Wir sind nur an anonymisierten Daten interessiert. Wir brauchen Real-World-Daten, zum Beispiel bei seltenen Erkrankungen.
Johannes Pleiner-Duxneuner
Für Krebspatientinnen und Krebspatienten geht es im Grunde um eine langfristige und optimale Betreuung. In der EU soll das mit einem „European Cancer Patient Digital Centre“ möglich werden – mit Informationen und Unterstützung für Betroffene und ihre Angehörigen, Zugang zu den eigenen klinischen Daten mit der Möglichkeit, diese für Forschung etc. bereitzustellen, die Erfassung der von den Betroffenen berichteten Ergebnissen der medizinischen Behandlung (patient-reported outcomes) und das Empowerment von Patientinnen und Patienten und Krebsüberlebenden zu informierten Entscheidungen und Teilnahme an Forschung.
„Wir haben so viele Silos im Gesundheitssystem“, sagte Ruth Ladenstein. Die könne man nur überwinden, „wenn die Patientinnen und Patienten die Fäden in der Hand haben.“ Sie sollten über ihre Gesundheitsdaten verfügen und diese eventuell auch „stiften“ können.
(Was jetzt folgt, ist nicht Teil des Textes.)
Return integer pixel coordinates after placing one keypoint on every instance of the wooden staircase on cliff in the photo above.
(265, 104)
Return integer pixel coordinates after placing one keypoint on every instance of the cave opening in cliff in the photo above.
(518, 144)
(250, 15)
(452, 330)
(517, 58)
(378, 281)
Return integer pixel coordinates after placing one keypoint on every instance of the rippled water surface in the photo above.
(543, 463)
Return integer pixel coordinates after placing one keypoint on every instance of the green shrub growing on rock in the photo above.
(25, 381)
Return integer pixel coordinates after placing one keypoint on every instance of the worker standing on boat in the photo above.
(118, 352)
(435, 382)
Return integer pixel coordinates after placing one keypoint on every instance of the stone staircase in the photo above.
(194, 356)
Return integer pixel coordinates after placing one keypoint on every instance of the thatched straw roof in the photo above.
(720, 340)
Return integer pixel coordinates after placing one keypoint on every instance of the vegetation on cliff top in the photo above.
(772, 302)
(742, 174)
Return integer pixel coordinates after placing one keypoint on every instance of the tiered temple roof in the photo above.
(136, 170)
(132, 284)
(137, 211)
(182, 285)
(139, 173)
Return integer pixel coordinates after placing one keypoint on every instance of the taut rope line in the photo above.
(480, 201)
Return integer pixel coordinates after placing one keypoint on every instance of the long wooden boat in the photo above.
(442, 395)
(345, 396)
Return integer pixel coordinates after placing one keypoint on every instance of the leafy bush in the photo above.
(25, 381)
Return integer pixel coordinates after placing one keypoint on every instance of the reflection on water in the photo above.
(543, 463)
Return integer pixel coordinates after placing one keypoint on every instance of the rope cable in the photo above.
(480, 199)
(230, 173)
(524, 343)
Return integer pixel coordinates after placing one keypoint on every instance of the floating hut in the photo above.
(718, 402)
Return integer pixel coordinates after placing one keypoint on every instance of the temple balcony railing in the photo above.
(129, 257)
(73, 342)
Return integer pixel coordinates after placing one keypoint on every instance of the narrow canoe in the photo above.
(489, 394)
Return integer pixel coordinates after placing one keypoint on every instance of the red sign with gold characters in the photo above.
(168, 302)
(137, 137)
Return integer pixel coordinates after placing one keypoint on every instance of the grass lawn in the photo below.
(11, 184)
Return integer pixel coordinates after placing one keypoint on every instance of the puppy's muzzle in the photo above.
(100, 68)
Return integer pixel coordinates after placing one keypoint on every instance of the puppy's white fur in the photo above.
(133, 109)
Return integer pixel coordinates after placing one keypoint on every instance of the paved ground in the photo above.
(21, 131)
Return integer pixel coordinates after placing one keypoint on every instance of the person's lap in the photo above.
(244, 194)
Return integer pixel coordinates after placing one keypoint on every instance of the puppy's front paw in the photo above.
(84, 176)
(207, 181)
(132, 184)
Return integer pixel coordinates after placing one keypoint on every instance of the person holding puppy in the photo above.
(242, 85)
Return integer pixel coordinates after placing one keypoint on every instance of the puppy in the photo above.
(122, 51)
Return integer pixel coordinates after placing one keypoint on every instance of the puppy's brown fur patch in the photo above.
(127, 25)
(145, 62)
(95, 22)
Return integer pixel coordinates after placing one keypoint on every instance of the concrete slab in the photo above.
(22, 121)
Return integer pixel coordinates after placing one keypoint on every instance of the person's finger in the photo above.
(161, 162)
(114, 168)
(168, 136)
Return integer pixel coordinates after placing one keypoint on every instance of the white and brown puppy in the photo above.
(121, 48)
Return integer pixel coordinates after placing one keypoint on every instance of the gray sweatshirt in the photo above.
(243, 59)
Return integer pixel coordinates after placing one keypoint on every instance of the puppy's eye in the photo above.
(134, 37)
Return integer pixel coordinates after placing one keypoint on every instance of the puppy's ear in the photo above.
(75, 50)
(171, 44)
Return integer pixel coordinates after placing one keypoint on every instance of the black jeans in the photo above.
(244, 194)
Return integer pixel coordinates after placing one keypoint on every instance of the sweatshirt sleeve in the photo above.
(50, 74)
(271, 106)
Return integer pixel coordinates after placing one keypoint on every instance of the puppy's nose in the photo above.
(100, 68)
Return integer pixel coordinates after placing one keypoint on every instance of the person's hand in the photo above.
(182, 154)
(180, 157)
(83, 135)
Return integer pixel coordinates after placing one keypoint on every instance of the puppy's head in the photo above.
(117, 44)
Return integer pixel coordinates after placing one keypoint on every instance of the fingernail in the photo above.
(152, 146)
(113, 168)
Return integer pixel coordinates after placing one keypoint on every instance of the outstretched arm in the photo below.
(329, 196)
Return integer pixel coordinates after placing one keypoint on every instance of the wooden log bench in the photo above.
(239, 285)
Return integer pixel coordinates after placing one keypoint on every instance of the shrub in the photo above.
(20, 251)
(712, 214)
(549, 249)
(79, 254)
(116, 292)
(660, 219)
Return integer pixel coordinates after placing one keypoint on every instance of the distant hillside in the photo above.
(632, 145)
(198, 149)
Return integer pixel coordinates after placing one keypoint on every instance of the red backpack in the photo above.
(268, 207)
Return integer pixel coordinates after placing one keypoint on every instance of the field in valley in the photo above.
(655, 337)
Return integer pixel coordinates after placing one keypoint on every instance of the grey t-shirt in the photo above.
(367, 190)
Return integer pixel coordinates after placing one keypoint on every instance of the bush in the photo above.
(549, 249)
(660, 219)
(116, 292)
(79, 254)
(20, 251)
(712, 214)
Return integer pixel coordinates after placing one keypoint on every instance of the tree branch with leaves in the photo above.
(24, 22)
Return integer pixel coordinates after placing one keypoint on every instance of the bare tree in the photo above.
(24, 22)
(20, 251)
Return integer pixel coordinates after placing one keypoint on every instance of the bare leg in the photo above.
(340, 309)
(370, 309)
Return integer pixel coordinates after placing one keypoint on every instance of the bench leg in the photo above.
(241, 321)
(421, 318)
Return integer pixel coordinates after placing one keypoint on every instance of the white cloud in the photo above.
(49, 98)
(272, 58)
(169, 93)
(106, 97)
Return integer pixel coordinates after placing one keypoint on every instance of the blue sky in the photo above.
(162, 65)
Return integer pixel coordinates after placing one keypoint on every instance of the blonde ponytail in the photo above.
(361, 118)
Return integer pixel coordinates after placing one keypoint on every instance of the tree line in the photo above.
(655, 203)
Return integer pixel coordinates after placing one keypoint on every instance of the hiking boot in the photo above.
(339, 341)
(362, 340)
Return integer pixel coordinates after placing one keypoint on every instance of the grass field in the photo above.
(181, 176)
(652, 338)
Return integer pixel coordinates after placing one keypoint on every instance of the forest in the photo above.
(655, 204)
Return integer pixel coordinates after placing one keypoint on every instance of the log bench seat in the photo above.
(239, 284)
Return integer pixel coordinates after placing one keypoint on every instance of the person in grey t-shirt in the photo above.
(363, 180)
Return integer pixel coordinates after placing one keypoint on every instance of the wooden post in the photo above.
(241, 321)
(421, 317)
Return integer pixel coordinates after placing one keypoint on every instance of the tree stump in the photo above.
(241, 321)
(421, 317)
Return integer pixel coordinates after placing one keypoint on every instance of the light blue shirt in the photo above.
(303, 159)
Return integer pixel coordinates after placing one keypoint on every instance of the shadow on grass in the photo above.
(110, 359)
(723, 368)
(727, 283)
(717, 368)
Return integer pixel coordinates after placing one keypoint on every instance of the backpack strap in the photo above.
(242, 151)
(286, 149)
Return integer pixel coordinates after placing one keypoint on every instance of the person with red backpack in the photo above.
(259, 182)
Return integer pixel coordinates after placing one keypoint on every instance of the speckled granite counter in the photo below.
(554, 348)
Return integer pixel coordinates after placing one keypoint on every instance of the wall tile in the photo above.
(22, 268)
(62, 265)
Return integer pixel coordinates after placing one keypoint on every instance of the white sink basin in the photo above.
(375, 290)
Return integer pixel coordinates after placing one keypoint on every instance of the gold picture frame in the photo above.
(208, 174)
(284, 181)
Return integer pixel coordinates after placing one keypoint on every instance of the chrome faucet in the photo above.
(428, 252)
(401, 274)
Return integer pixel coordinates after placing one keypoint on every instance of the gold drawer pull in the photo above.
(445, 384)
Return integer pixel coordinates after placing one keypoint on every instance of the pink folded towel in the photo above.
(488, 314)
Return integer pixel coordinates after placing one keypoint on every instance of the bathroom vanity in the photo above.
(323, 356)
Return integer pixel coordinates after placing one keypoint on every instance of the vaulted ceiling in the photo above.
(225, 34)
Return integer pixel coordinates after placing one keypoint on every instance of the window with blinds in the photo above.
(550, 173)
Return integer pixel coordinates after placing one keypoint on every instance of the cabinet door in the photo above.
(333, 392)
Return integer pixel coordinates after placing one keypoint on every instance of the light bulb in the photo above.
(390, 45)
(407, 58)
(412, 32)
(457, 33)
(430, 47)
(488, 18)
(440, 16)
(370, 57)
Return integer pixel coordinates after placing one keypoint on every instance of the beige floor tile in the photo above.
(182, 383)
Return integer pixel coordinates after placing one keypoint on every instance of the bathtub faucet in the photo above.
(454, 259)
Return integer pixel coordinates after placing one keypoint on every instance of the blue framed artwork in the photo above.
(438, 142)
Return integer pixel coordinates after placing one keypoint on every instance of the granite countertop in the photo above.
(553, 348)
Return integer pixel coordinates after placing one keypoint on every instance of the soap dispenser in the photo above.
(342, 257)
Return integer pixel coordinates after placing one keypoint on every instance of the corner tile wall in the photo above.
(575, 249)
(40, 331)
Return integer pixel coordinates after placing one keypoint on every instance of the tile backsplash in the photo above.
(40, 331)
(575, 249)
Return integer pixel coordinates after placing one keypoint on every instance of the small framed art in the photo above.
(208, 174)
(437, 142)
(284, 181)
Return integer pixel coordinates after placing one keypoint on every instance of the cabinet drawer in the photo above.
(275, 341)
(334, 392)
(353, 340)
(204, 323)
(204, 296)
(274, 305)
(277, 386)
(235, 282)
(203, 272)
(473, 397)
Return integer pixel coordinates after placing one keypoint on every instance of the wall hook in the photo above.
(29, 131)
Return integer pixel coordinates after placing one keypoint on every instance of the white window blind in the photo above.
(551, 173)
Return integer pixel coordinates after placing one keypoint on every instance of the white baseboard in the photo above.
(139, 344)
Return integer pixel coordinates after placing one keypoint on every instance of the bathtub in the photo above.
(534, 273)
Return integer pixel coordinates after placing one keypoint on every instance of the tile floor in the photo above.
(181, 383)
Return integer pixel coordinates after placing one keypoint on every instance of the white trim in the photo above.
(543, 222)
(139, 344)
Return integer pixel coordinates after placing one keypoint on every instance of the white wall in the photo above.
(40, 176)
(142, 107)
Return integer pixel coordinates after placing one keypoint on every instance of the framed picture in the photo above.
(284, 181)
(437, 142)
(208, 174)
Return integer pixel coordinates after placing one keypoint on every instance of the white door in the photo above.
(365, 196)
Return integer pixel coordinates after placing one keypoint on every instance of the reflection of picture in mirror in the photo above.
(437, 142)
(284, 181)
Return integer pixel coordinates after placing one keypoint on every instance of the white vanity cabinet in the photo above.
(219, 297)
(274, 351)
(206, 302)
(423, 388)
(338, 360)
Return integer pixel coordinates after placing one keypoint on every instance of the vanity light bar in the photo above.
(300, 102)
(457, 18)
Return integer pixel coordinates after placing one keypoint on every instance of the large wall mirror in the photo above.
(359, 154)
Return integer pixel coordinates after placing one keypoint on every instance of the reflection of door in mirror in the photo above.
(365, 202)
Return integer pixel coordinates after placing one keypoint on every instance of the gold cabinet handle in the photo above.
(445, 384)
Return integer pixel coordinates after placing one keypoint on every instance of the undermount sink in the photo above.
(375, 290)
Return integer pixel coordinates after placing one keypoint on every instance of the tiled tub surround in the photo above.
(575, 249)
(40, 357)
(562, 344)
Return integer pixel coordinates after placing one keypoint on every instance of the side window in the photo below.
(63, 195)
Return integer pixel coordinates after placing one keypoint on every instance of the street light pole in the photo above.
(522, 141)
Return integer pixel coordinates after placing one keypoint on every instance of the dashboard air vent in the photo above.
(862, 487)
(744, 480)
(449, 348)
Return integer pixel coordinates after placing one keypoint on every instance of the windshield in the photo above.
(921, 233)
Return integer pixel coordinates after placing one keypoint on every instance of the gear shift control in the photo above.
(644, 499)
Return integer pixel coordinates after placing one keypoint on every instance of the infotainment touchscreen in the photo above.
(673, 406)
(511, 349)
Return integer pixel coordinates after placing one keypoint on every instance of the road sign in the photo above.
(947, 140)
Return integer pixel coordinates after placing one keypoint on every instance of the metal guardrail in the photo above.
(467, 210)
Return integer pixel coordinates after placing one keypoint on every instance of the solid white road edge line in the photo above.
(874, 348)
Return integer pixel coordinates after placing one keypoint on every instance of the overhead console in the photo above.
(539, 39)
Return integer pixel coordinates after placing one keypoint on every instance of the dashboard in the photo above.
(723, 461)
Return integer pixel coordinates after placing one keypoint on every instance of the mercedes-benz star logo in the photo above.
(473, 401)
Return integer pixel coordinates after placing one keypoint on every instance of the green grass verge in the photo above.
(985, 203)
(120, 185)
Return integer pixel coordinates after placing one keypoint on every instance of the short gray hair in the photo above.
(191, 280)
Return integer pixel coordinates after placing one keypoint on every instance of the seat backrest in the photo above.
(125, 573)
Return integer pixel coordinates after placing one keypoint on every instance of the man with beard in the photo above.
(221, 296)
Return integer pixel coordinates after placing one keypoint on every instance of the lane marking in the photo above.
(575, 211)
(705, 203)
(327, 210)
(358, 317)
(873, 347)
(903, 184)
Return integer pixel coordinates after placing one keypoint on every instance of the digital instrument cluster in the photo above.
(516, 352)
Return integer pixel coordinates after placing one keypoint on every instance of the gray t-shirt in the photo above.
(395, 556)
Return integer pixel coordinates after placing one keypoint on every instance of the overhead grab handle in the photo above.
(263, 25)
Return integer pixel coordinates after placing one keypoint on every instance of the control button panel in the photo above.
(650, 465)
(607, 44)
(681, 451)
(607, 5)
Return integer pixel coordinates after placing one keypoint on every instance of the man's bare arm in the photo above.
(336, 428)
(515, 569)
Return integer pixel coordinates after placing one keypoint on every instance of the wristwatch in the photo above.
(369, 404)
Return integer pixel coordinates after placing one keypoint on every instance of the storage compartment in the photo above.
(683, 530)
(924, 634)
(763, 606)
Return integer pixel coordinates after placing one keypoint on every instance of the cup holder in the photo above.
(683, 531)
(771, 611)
Dazu sei es notwendig, die im Gesundheitssystem auftauchenden Informationen besser auf das Wichtige zu kondensieren, im Bedarfsfall aber griffbereit zu haben. Ob PatientInnen und Patienten nun eine Handy-App dafür hätten oder dies auf anderem sicheren Weg geschehe, sei zweitrangig. Bei Krebspatientinnen und Krebspatienten könnte so von den ersten diagnostischen Schritten bis zum „Outcome“ die „Patient Journey“ dokumentiert, für alle Beteiligten jederzeit abrufbar und für die Forschung nutzbar gemacht werden. „Wenn die Patientinnen und Patienten im Zentrum stehen, funktioniert das am ehesten“, sagte die Expertin.
Chancen für die Zukunft
Um die Sammlung von Daten geht es im Gesundheitswesen der Zukunft inklusive der medizinischen Forschung gar nicht. Zwischen 2012 und 2022 hat sich die Menge der erhobenen Gesundheitsdaten in den USA um den Faktor 15 erhöht. Sie stammen aus Registern, Abrechnungsanträgen, Diagnostik (inklusive Gewebe- und Genomdatenbanken), aus digitalen Gesundheits-Apps, elektronischen Patientenakten, Kohortenstudien und Umfragen etc. Doch wirklich übergreifend nutzbar sind diese Informationen bisher kaum.
„Wir sind nur an anonymisierten Daten interessiert“, sagte Dr. Johannes Pleiner-Duxneuner (Gesellschaft für pharmazeutische Medizin). Diese könne man aber in verschiedenster Form für die Zukunft nutzen – und zwar in
der Forschung, in der Entwicklung und in der Anwendung von Therapien. Zur Bestimmung von Patientenpools, für die Generierung von Hypothesen, zur Abschätzung von potenziellen Studienteilnehmerinnen und Studienteilnehmern, in der Bildung von „virtuellen“ Kontrollgruppen und zur Bedarfsabschätzung für neue Therapien in der „Real World“.
Pleiner-Duxneuner dazu: „Wir brauchen Real-World-Daten, zum Beispiel bei seltenen Erkrankungen. Nur 5 Prozent der Patientinnen und Patienten befinden sich in Studien. Aber auf diesen 5 Prozent beruhen 100 Prozent der wissenschaftlichen Evidenz.“ Fragen wie „Wie lange profitiert jemand von einer Intervention?“, „Wie ist es im Vergleich zu anderen Interventionen?“ etc. ließen sich nur damit beantworten. Klinische Studien können nur eine beschränkte Aussagekraft haben. Sicherheit von Therapien, ihre Wirksamkeit in der klinischen Routine und Informationen
für innovative Zahlungs- und Abrechnungsmodelle lassen sich nur aus solchen Daten bestimmen. In der Arzneimittelentwicklung werde es in Zukunft wohl zu einem hybriden System mit Daten aus klinischen Studien und aus der realen Welt kommen.
„Mit ELGA hat Österreich prinzipiell gute Voraussetzungen“, sagte der Experte. Entscheidend seien aber die Qualität der Daten, die Interoperabilität und natürlich auch rechtliche Fragen. Auf EU-Ebene sei gerade ein erster Entwurf für den geplanten „European Health Data Space“ vorgelegt worden. „Ich hoffe, dass wir vorher bereit sind“, sagte Pleiner-Duxneuner.